Campuses – We are, first and foremost, a local church. Further, we are committed to a model that, if successful, will grow continually (and homogeneously at all existing campuses). Accordingly, we have to plan for that growth. A previous post, Multi-site Churches – Infectious Disease and Cannibalism, speaks about how and where we plant our campuses which are part of our same church legal entity. In a nutshell, we plant them very close to existing crowded campuses. Further, we plant them large so as to make a large dent in existing campus occupancy. We plant them with all of our ministry environments present on Day 1. It’s not a scale-it-later proposition. Campuses, for us, do not at all look like church plants. How can we take such a risk and plant new campuses so large?
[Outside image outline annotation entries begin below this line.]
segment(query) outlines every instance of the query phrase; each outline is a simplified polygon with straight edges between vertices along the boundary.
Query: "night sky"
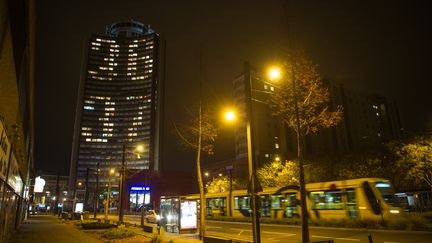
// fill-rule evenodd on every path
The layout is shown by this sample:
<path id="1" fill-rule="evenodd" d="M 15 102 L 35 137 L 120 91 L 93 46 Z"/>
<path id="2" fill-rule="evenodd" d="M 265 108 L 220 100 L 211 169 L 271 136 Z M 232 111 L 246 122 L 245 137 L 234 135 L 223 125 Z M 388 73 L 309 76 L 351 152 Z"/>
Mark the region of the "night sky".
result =
<path id="1" fill-rule="evenodd" d="M 191 152 L 171 127 L 203 96 L 213 107 L 232 101 L 243 62 L 272 63 L 289 36 L 319 65 L 323 77 L 365 93 L 396 99 L 408 131 L 432 130 L 432 4 L 429 1 L 37 1 L 36 168 L 68 175 L 84 39 L 134 19 L 167 41 L 166 165 L 190 169 Z M 289 21 L 287 21 L 287 19 Z M 221 128 L 216 155 L 234 157 L 233 130 Z"/>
By taking incrementally larger risks over the years, we have learned people will attend and life change happens in these large video church campuses. Large campuses, when planted close together, are not as risky as you might think.
Church Plants – We also plant churches. We call them Strategic Partners. Because we are committed to planting our campuses close to existing campuses, that leaves a lot of remaining territory for church plants, even in the Atlanta MSA. Strategic Partners are independent churches with the same mission, vision, strategy, core values and beliefs as North Point. They start with limited ministry environments in rent-by-the-day facilities and add more North Point environments as they are able to do so. The FAQ section of the Strategic Partner site answers a lot of questions about our church planting program. It is our opinion these churches should ultimately be governed by local elders.
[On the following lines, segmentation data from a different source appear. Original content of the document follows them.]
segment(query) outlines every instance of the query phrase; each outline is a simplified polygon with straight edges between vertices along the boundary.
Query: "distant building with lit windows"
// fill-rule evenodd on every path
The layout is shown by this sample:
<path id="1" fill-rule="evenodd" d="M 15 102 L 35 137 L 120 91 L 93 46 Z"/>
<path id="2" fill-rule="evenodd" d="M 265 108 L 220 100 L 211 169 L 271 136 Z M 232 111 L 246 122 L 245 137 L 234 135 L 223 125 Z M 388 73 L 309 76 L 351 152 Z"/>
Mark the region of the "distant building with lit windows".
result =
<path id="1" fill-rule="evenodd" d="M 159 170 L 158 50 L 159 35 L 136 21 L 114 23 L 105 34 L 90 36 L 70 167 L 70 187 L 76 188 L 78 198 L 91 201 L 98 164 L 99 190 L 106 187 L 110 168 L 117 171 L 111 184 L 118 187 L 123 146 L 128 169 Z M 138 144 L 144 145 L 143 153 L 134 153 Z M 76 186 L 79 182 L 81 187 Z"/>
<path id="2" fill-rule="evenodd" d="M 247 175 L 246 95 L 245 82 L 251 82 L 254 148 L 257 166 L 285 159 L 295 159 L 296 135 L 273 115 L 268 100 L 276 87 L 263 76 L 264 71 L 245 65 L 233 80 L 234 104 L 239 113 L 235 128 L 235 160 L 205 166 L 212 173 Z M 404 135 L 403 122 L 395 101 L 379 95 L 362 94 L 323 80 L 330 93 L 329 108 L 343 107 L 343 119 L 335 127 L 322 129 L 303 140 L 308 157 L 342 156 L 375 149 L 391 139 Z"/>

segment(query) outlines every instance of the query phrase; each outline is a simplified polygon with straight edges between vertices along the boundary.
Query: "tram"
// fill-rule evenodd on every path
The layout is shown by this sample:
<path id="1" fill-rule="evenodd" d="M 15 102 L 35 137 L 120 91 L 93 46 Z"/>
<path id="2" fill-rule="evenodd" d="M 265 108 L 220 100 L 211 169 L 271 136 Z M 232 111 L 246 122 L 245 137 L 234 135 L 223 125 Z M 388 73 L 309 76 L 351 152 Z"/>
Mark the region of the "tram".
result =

A Coordinated Strategy – It is very important to us to do both. To be true to our model and to be a church worth following, we must grow. In order to intentionally cannibalize our existing campuses, all of these campuses should be under the same elder body for fluid transfer of staff and resources amongst the campuses. Let’s face it; it’s not cool to intentionally cannibalize a separate church. Further, the elder body is, by definition, in close proximity to all the campuses.
We also desire to equip great leaders who, for whatever reason, identify with our particular church model by helping them plant churches. Great leaders attract the necessary leadership and monetary resources to grow without much help from us. Quite possibly, one day these churches will also have multi-site campuses. Perhaps our history with multi-site will make us helpful coaches for them.